COVID-19 dinilai sulit terdeteksi oleh sebagian orang. Pasalnya, infeksi yang menyerang sistem pernapasan ini memiliki gejala yang mirip dengan flu biasa, namun bisa berakibat fatal. Lantas, apa yang membedakan flu biasa dengan infeksi virus korona atau COVID-19?

Berikut adalah perbedaan gejala flu biasa dengan gejala infeksi virus korona atau COVID-19.

Gejala

Penyebaran yang meluas, seharusnya tidak hanya menyebabkan kepanikan, tetapi juga lebih peka terhadap tubuh dengan mengenali gejala-gejala virus korona baru. Beberapa tanda virus korona yang khas adalah demam, batuk kering, napas tersengal, otot pegal, dan kelelahan.

Kemudian gejala yang kurang khas seperti penumpukan dahak, sakit kepala, hemoptisis (batuk darah), dan diare. Terakhir, gejala atipikal di antaranya hidung beringus dan sakit tenggorokan.

Berbeda dengan flu

“Hidung beringus dan sakit tenggorokan adalah tanda-tanda khas infeksi saluran pernapasan atas. Karena itu, orang yang menderita bersin atau tersedak kemungkinan menderita flu atau pilek,” demikian dilansir iNews.id yang dikutip dari DW, Minggu (15/5/2020).

Baca juga:  MNC Peduli Serahkan Bantuan ke Sejumlah Rumah Sakit di Jakarta dan Bekasi

Sementara itu virus korona baru umumnya mempengaruhi saluran pernapasan bagian bawah, dan sebagian besar yang terinfeksi menunjukkan batuk kering, sesak napas, atau pneumonia.

Menurut laporan Khou, tingkat keparahan gejala COVID-19 dapat berkisar dari sangat ringan hingga berat. Orang yang lebih tua atau memiliki kondisi medis tertentu, seperti penyakit jantung, mungkin berisiko lebih tinggi terkena penyakit serius.

Kadang Tak Bergejala

Terlepas dari gejala-gejala umum yang telah disebutkan, tak jarang orang yang terinfeksi virus korona baru tidak memiliki gejala. Menurut Robert Koch Institute (RKI), sebuah badan pengendalian dan pencegahan penyakit pemerintah Jerman, virus baru tersebut memiliki masa inkubasi 14 hari.

Pencegahan

Berbeda dengan flu, virus korona baru belum memiliki vaksin dan antivirus sehingga hal yang dapat dilakukan adalah pencegahan.

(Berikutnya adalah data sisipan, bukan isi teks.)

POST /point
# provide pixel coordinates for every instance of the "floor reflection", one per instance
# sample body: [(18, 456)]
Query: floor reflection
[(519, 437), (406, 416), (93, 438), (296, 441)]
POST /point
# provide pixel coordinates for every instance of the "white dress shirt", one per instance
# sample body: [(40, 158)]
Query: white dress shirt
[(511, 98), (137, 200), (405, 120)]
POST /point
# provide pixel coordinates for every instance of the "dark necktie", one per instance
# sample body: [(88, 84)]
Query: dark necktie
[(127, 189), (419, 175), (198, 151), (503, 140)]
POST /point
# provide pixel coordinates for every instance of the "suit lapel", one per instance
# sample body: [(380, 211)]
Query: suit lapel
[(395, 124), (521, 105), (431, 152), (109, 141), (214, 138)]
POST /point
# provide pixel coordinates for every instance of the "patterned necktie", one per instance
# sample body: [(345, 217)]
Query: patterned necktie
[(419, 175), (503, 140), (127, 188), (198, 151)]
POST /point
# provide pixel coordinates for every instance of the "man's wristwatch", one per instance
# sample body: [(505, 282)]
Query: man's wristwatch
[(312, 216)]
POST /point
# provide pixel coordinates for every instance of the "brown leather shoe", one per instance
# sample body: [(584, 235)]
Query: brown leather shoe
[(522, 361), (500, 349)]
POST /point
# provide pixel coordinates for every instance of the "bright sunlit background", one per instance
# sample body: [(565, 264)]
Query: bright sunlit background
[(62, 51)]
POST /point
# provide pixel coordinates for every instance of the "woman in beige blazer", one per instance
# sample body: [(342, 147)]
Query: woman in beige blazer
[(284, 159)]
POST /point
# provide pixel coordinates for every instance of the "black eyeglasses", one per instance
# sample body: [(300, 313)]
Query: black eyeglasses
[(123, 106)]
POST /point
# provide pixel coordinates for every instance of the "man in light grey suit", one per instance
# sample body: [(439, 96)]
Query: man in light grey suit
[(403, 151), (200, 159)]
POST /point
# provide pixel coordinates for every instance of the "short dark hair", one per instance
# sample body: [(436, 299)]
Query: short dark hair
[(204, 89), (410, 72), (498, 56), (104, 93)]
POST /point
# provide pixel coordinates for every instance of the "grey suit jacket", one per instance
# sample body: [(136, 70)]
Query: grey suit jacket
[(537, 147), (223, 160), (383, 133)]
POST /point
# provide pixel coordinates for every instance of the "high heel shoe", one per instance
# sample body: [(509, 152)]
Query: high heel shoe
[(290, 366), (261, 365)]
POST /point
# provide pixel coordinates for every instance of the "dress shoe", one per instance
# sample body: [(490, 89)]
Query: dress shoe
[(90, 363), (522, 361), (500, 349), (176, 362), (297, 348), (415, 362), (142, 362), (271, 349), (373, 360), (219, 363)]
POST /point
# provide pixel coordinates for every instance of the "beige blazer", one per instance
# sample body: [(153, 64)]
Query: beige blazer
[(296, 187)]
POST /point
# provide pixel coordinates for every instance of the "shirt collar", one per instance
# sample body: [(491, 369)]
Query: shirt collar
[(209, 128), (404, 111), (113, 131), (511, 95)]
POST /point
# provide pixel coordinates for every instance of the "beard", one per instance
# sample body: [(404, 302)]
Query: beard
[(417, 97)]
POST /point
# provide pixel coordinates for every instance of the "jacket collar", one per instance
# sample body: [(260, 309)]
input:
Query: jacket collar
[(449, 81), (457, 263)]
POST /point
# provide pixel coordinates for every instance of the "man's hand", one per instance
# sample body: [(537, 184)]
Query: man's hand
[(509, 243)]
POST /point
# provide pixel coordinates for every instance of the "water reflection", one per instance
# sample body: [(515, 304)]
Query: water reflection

WHO dan CDC merekomendasikan mengikuti tindakan pencegahan standar untuk menghindari virus korona baru, di antaranya:

1. Sering mencuci tangan dengan sabun dan air, atau gunakan pembersih tangan berbahan dasar alkohol.
2. Tutupi mulut dan hidung Anda dengan siku atau tisu ketika Anda batuk atau bersin.
3. Hindari menyentuh mata, hidung, dan mulut Anda jika tangan Anda tidak bersih.
4. Hindari kontak dekat dengan siapa pun yang sakit.
5. Hindari berbagi piring, gelas, tempat tidur, dan barang-barang rumah tangga lainnya jika Anda sakit.
6. Bersihkan dan disinfeksi permukaan yang sering Anda sentuh.
7. Tinggal di rumah dan hindari tempat kerja, sekolah, dan area publik jika Anda sakit.